TWAIN [2012] ISBN 987-0-9878862-2-4



Order the TWAIN feature-length dvd online from the Winnipeg Film Group:


TWAIN is a feature-length documentary [approximately 92 minutes]
originally recorded in August 2008 on the train from Winnipeg to Churchill
(AND BACK!). The documentary is an acurate portrayal of what this true Canadian
expedition is really like... "It had to be a feature-length documentary to replicate
the duration of time endured during our interminable ordeal".

The project was initiated when the film's director, Gregory Zbitnew,
was invited to present his documentary 'MUSKEG SPECIAL' to about 50 members
of the Canadian Chapter of the Society of American Travel Writers (SATW),
which held its annual meeting onboard the chartered excursion.
Reluctantly accompanied by cinematographer Ed Ackerman, the two filmmakers
each recorded their unique perceptions of this epic train journey,
(thus the title TWAIN ~ 'two') with Canon Vixia HD video cameras.

It was the first time the two filmmakers had returned to the Northern Manitoba
rail line since recording Muskeg Special in 1979. "29 years previously we were
able to get off the train in the small northern communities to record interesting
interviews with local inhabitants". This time the destination was the train.

Travellers, who arrive from around the world, often romanticize that the trip
from Winnipeg to Churchill will be an exciting 'holiday adventure', they soon
realize that it is actually quite a gruelling experience. It took us over 80 hours
to travel about 1,000 miles to Churchill. The only opportunity to get off the train
occured during brief stops once every 12 to 14 hours.
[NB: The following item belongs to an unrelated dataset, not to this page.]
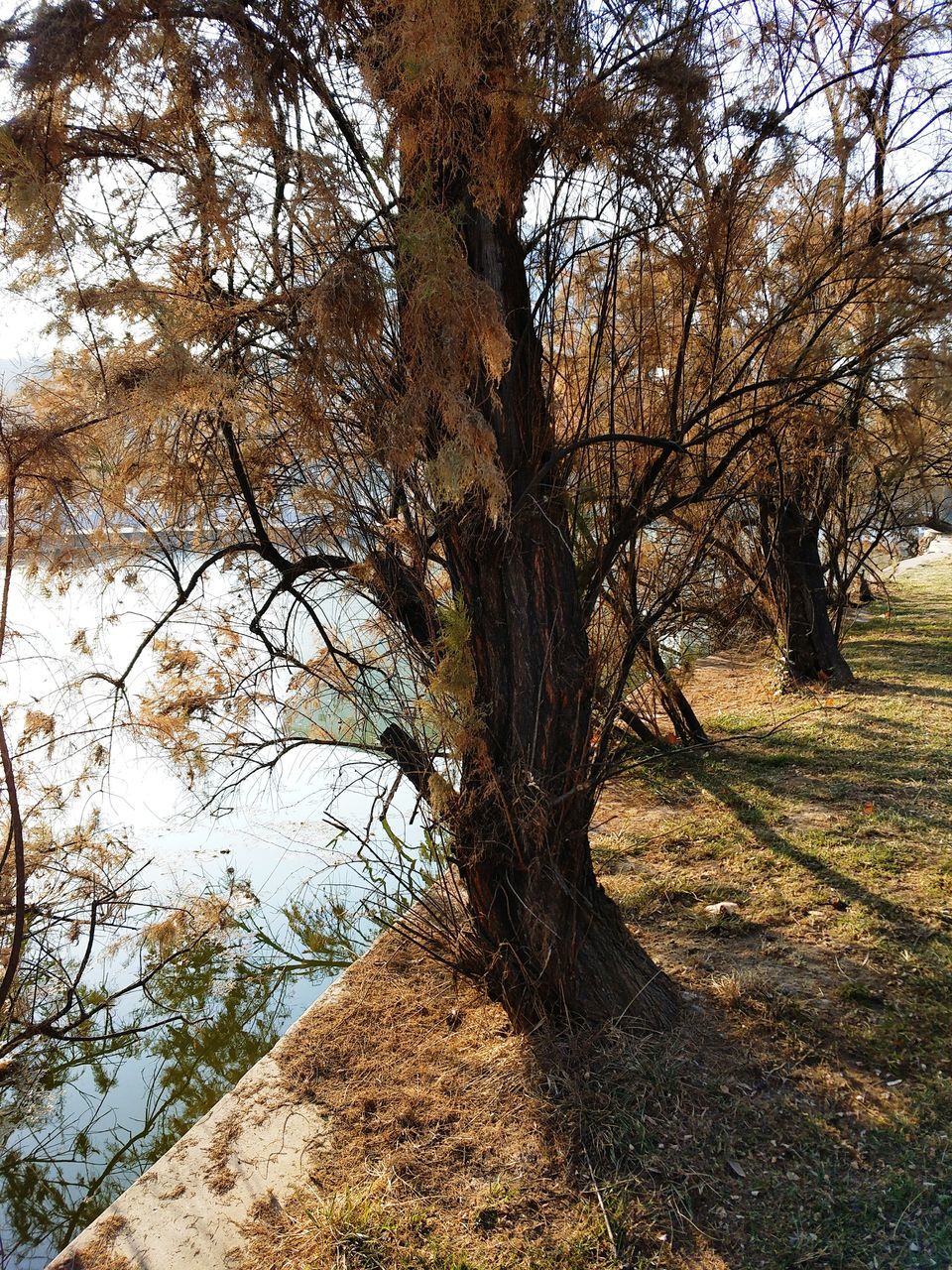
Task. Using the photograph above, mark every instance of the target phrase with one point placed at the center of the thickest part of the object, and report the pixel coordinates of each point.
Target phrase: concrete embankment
(189, 1207)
Then again the train rumbled
and swayed as it crossed the melting permafrost through unbrokennorthern forests.
We were grateful that VIA Rail provided each of us with a 'roomette' and provided meals.
On August 15, 2008, Churchill was the 'hotspot' of Canada, which meant that the
tracks had buckled and heaved from the heat. It took 10 hours to travel the
final 100 miles straight north to Churchill across the desolate flat tundra.
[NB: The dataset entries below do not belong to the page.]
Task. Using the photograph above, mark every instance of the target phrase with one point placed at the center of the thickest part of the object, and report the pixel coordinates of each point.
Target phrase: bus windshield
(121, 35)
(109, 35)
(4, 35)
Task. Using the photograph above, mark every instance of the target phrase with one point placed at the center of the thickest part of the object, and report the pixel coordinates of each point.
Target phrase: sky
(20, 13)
AUGUST 12 ~ Leave Winnipeg, Manitoba 7 PM.
AUGUST 13 ~ Travel through Manitoba and Saskatchewan
AUGUST 14 ~ Arrive The Pas, Manitoba 11 AM.
AUGUST 15 ~ Arrive Churchill, Manitoba 2 AM.
AUGUST 16 ~ Leave Churchill, Manitoba 10 PM.
AUGUST 17 ~ Leave Thompson, Manitoba 10 PM.
AUGUST 18 ~ Leave The Pas, Manitoba 11 AM.
AUGUST 19 ~ Arrive Winnipeg, Manitoba 2AM.

We spent the better part of two days in Churchill, staying at Vera Gould's B+B,
and were fortunate that Brian Ladoon took us to record video of his Husky sled dogs,
and the polar bears that lurked nearby scavaging something to eat.
One fascinating thing we also recorded were strange fuzzy black and white arctic bees.
The Port of Churchill wasunder 'Lockdown' at the time because a Russian
freighter was unloading a cargo of explosive Ammonium Nitrate ~ Imagine,
Canada importing fertilizer...The members of SATW all got to fly out of Churchill
to Winnipeg, while Ed and Greg had to take the now nearly empty 16 car train
back to Winnipeg for another 3 days.

For us, the return trip was the most difficult part of the journey, and really what this documentary
is all about: "I had often heard tales of people climbing Mt. Everest, but seldom
is written about the descent. After the climbers have achieved the euphoria
of the peak, now low on energy, oxygen and supplies, they must make their way
down 'backwards' over the same challenging terrain they have previously endured....
So too in TWAIN; we revisit several of the same locations we have previously recorded,
but now everything is different.

Approximately 18 hours of HD video were recorded which required 1 terrabyte
of digital storage, which neither of us had access to in 2008. After many failed
attempts to edit the footage at the time, the project was shelved until technology
became affordable enough to create this documentary. This became available in 2012,
with the purchase of a new iMac with an internal terrabyte drive and the wonderful editing software Final Cut Pro X.
Gregory Zbitnew edited the documentary over a period of 5-6 months while caring for his parents in Qualicum Beach, BC.